Metrics and Definitions

Initial definitions	Given a dynamic network, we call the vertex set V, with |V | = N. Edges exist between vertices at any of timepoints 1, 2 …, T. May be represented as a sequence of N × N adjacency matrices A(1), A(2), …, A(T ).
Contact	An edge between two vertices at a specified time.
Contact sequence	A list of contacts within the dynamic network specified as tuples (i, j, t) for contacts between nodes i, j at time t.
Time-aggregated graph	Summary static graph of dynamic network with edges existing between nodes i, j if i and j connect at any timepoint within the dynamic network.
Time-respecting path	A sequence of contacts (n0, n1, t0), (n1, n2, t1) … (nk−1, nk, tk−1) with ti < ti+1 for i = 0, …, k − 2.
Source set	The set of vertices that can reach a given node via time-respecting paths terminating no later than some time t.
Set of influence	The set of vertices which can be reached from a given node through time-respecting paths starting no earlier than some time t.
Temporal path length	The difference in time between the last and first contact of a time-respecting path [63].
Latency	The temporal path length of the fastest path between two nodes.
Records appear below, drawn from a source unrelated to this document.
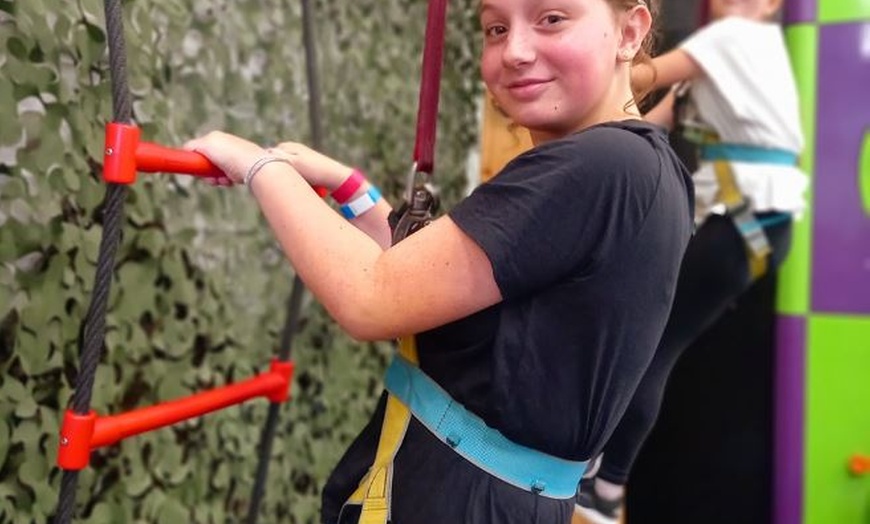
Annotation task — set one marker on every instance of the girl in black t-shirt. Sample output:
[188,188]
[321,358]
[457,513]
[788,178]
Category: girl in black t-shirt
[536,303]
Also known as temporal distance [63].
Forward Latency	Denoted τ(i, j, t), the time needed to reach node j from i along time-respecting paths beginning no earlier than t [63].
Betweenness centrality	For node i and timepoint t, $$C_B(i,t)=\sum _{i\ne j\ne k}\frac{{\sigma }_{j,k}(i,t)}{{\sigma }_{j,k}(t)}$$ with σj,k the number of shortest paths between nodes j, k beginning no earlier than t, and σj, kt, i the number of such paths that pass through node i [66].
Closeness centrality	For node i and time t, $$C_C(i,t)=\frac{1}{N-1}\sum _{j\ne i}\frac{1}{\tau (i,j,t)}$$ [63].
Broadcast centrality	Given node i, the broadcast centrality is $$b(i):=\sum _{j=1}^N{Q}_{i,j}$$ where Qi,j is the normalized ability of node i to communicate with node j (See Eq. 7) [35].
Receive centrality	Given node j, receive centrality is defined $$r(j):=\sum _{i=1}^N{Q}_{i,j}$$ [35].
Temporal correlation coefficient	Let Ai,j (t) be the connectivity of nodes i, j at time T. Then for node i, $$C_i=\frac{1}{T-1}\sum _{t=1}^{T-1}\frac{{\sum }_j{A}_{i,j}(t)A_{i,j}(t+1)}{\sqrt{[{\sum }_j{A}_{i,j}(t)][{\sum }_j{A}_{i,j}(t+1)]}}$$ [76].
Characteristic temporal path length	For a dynamic network, $$L=\frac{1}{N-1}\sum _{i,j}d(i,j)$$ letting d(i, j) be the temporal distance between nodes i, j.
Temporal small worldness	Let C, Crand be the average temporal correlation coefficient and L, Lrand the temporal characteristic path length for the dynamic network and randomized model, respectively. Then the temporal small worldness is $$\frac{C/C_{\mathit{rand}}}{L/L_{\mathit{rand}}}$$ [76].
Flexibility	For node i, the flexibility is $$f_i=\frac{m}{T-1}$$ where m is the number of times node i change communities [58].
Promiscuity	The promiscuity of node i is $${\psi }_i=\frac{k}{K}$$ with k the number of communities of which node i is a member and K the total number of communities in the dynamic network [91].
Cohesiveness	The number of times a node changes communities mutually with another node [92].